Steins;Gate Elite is almost the same as the previous version of the game even right down the the in game music. That’s not necessarily a bad thing since the original, had a very varied soundtrack that perfectly conveyed the situations the characters found themselves in. You had your more comical tunes for the lighthearted moments and more intense music for those moments where you know something crazy is about to happen. And believe me there is plenty of “crazy” to be had here. Some fans of the original visual novel may lament the change in art style, but to be honest I found the way it was implemented here to be quite fascinating. It’s different than what you typically see in the genres where characters are usually static with a handful of facial expressions or poses that get shown when appropriate. In Steins;Gate Elite, outside of specific CGs, everything is in motion and surprisingly in sync with the text. The quality of the animation is top notch and really brings the characters to life and, dare I say, makes certain scenes a lot more engaging. The animated adaptation of Steins;Gate, while definitely serviceable by its own merits, does leave out some story branches from the original visual novel. So seeing some of those animated for the first time in the same style of the anime was actually really cool and made this feel like an even more complete experience than watching the anime.

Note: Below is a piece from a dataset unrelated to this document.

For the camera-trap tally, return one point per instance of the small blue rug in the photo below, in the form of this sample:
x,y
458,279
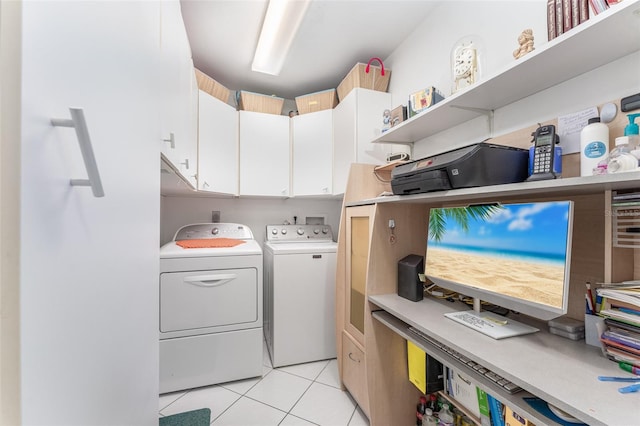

The HUD and menus have been revamped as well and they look fantastic, very stylish and easy to read and use, making this a very smooth experience. Of course features such as skip, auto read, or hiding the text box and options for text speed are still there, so you can tailor the experience to your liking. The main gameplay element of the original Steins;Gate consisted of you bringing up your phone at various moments to answer texts you receive from the other characters. Replying to these emails will trigger other story branches and in some cases determine whether or not you are getting a particular ending. These “Phone Triggers” were streamlined in this release. The game will automatically stop and bring up the phone as soon as you get one, which means you won’t miss a message that was important. Unfortunately this means that you can’t bring up the phone manually or gain new wallpapers, attachments or ringtones. With that said, getting the True Ending is still a rather long process where you have to send very specific messages at various points in the story starting from chapter 4 all the way until the end at chapter 10. Making separate saves in addition to the game’s automatic quick saves is highly recommended.
If you bought Steins;Gate Elite on the PS4 you’ll get a bonus spinoff called Linear Bounded Phenogram that follows several stories featuring the various characters in Steins;Gate. Linear Bounded Phenogram gives you access to various stories set in different “World lines” taking place both during and after the original story. Some of them are downright ridiculous but others are in line with what Steins;Gate established in its setting and cast. If you ever wanted to see Okabe don a giant Alpaca outfit and attempt to fight crime in Akiba, then you’re going to love this! Unlike Elite, the graphics and visuals are done in the same style as the original Visual Novel, so it feels more like an extension of that. Really Linear Bounded Phenogram is for fans of the original Visual Novel who wanted to spend an extra 10 hours or so with these characters. There are 11 scenarios altogether and each character has a moment to shine in it too.
Steins;Gate Elite is for people who have either never experienced Steins;Gate before, people who have never read a Visual Novel, were turned off by their lack of animation or those who want to experience the story in a slightly different way. If you find the anime visuals to be too off-putting, then the original Visual Novel is available on PC, PS3 and the PlayStation Vita. Not only are those available both in physical and digital format, but they are also cheaper than this new $59.99 release. However if you have played the original and are curious about Linear Bounded Phenogram, then you should consider checking this release out as well. No matter which version of Steins;Gate you experience, you’re in for a hell of a ride that can last you a solid 30 hours or more if you try and get every single ending or route.